David Friedberg has pushed many of us to ask a simple question that hides a hard truth: where should founders actually build next in AI and biology to create real value now, not in ten years.
I wrote this roadmap to answer that question with practical steps founders can use in synthetic biology and biomanufacturing today.
You will get a no-nonsense view of data, lab automation, machine learning in biotech, and the exact choke points where a startup can win.
I will also show how to sequence your work from first demo to GMP, and how to keep capital efficiency while you scale.
.png)
I see founders riding a wave that finally has enough data, compute, and automation to matter.
Machine learning models are better at structure, sequence, and process prediction, but the bottleneck is still getting high-quality experimental data fast.
That is where lab automation and smart experimental design turn AI from a deck slide into a product.
I think of this moment as applied biology’s cloud era, where the winners will ship workflows, not just science.
When people reference David Friedberg, they often mean a focus on systems thinking, unit economics, and building full-stack solutions across agriculture, food, materials, and climate.
Those are the markets where AI and biology can compound and create defensible moats.
For more on founder operating systems and venture readiness, see our blog post: Capitaly.vc Blog.
I map every AI x biology company against five milestones.
This is the shortest path I know from idea to revenue-grade production.
I keep the bar simple at each step.
Can you prove a unit model, validate cost curves, and show repeatability.
Can you show data density per dollar and time-to-learning improving each month.
That is the heartbeat of an AI-first bio company.
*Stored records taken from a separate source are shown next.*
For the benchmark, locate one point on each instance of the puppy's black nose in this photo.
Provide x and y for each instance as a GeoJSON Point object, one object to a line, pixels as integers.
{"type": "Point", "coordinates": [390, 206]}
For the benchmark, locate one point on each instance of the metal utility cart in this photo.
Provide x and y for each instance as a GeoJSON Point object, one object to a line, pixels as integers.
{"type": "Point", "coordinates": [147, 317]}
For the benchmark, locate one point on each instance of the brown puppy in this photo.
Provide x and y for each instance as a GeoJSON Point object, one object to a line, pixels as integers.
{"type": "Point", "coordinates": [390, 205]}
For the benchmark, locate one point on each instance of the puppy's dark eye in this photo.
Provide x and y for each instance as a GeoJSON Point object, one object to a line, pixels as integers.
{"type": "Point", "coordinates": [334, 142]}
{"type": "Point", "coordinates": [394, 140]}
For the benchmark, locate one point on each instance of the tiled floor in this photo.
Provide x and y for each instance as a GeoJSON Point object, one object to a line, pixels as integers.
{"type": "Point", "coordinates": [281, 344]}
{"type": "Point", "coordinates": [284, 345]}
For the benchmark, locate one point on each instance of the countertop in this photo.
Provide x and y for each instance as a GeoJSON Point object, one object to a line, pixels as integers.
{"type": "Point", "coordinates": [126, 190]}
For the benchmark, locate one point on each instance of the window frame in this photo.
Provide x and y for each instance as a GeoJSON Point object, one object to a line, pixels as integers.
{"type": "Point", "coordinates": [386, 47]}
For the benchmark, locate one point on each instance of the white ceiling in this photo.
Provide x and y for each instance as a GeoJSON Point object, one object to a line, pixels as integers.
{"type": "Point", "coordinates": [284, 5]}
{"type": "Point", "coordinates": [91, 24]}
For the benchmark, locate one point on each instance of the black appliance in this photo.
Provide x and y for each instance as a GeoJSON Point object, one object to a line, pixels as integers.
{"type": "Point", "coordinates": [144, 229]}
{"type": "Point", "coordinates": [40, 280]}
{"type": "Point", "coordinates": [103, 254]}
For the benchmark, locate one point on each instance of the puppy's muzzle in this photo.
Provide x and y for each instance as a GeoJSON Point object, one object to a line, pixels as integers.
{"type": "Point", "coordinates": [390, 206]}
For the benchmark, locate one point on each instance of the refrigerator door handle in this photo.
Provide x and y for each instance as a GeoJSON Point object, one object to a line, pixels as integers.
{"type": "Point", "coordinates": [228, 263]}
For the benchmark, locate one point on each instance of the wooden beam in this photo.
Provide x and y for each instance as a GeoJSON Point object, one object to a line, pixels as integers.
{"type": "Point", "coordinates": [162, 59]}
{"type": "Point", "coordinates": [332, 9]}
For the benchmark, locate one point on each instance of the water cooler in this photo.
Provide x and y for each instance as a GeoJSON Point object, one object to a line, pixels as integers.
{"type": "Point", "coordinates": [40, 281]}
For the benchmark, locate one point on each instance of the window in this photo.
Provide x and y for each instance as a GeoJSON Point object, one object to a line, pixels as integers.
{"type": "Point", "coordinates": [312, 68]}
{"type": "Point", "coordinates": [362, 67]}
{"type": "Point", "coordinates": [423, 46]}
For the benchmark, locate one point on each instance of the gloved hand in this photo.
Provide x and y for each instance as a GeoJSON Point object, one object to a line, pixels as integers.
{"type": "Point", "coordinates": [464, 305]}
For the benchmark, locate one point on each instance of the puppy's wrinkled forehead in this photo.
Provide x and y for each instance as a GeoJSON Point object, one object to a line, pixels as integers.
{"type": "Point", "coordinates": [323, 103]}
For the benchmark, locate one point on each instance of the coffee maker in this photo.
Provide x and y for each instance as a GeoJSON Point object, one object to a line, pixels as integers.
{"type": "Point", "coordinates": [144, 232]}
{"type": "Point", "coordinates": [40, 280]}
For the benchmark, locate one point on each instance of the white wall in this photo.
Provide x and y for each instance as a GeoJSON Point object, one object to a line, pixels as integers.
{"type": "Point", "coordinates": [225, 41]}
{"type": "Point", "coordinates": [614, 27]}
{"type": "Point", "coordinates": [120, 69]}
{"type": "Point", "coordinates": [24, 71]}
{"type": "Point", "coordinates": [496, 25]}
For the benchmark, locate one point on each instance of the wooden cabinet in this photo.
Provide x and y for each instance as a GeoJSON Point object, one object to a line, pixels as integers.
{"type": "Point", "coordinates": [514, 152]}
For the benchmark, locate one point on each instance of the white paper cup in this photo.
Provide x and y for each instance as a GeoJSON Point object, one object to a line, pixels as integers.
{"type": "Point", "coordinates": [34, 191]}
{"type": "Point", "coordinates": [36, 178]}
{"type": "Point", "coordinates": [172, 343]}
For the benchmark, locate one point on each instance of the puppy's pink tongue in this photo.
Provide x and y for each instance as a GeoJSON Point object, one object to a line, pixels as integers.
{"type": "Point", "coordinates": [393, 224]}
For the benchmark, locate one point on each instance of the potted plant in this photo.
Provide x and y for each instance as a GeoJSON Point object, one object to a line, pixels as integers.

I see many teams underestimating dataset design and overestimating off-the-shelf models.
Your edge is not just the model but the dataset you can generate repeatedly under controlled conditions.
I plan these datasets like products.
Each has a schema, metadata, controls, and a path to become a reusable asset.
Labeling quality and experimental confounders will make or break your model performance.
For more on structuring data for venture-grade progress, see our blog post: Capitaly.vc Blog.
I start with throughput and control, not fancy robots.
If you double your design cycles per week, you double your learning velocity.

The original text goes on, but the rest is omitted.